“Oh, is that right?” She turns to the crowd. “The heir isn’t immortal, ladies and gentlemen. If you poke her, she bleeds!”
Her words lasso my insecurity and pull it down, down like an anchor, my gaze falling with it.
“Oh gosh, girl. I’m kidding!” She shakes my shoulders. “I’m just giving you a hard time. Rikken, another round to celebrate! Seriously, I’m kidding. I stopped by to congratulate you at your reception the other morning, but you looked busy.”
I take a sip of my kizi, and a hand touches my hip.
“If you’ll excuse us,” Jordan says to Shelby. “Dance with me?” He offers me his hand, and I take it. He pulls me away from the prying crowd, from a drunk Shelby, to the dance floor.
“Thank you.”
“Rethinking your choice of celebration yet?”
“Shut up,” I tease, and that gets me a smile.

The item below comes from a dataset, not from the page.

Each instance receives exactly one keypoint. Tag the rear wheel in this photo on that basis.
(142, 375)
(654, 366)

Ballroom dancing isn’t the only kind of moving Jordan can do, apparently. We move in that way our bodies instinctively know how to. Pressed close. People stare, but I ignore them, playing the part, grafting myself into the Marionne-sized shoes I’m supposed to fill as perfectly as I can. Music pumps through the bar, and I feel it pulsing through my body. I move with it, ignoring the stares, trying to forget what Jordan just admitted to me about Dragun work. The shouts drown out after a while. The last weeks of my life play like a reel in my head, but I let myself go, imagining myself free of all of it.
“I can practically hear your thoughts spinning.”
“Just thinking about what we talked about outside. You didn’t do the best job of making it sound uninteresting.”
The music slows.
“Thirsty,” I say, leading him to the bar, and signal the bartender.
“Rikken, a kiziloxer and . . .”
“A water,” Jordan shouts overhead before slapping hands in greeting with someone he knows.
Rikken fills a glass. “Fresh meat, glad to see you in here at a normal time of night.”
I go cold all over.
“What’d he say?” Jordan nudges me.
“He said . . . uh . . . would you like a soda?”
“Water, I said.” Jordan nods, and Rikken gazes between us, stare narrowed at my blatant lie. He slides me a glass and I pull Jordan away from the bar.
“Are you all right?”
“I’m fine.” I walk toward the back of the lounge area and fall into a couch around the karaoke stage where it’s less crowded, more quiet, my mind still whirring at Draguns using dark magic. Jordan joins me.
We’re sitting, comfortable in the silence, as a masked singer onstage belts into a microphone, when I spot Mynick heading our way.
Jordan groans.
“What?”
“Ambrosers. They’re all the same. Arrogant know-it-alls.”
The irony. Mynick joins us on the couches, glancing at his watch.
“That friend of yours is going to make herself sick over Cotillion. She said she’d be here an hour ago.”
“Good luck with that, Abby is swimming in preparations. She’s down to a couple weeks, I think.”
“Twelve days.” He sighs. “And I can’t escort her. Did she tell you?”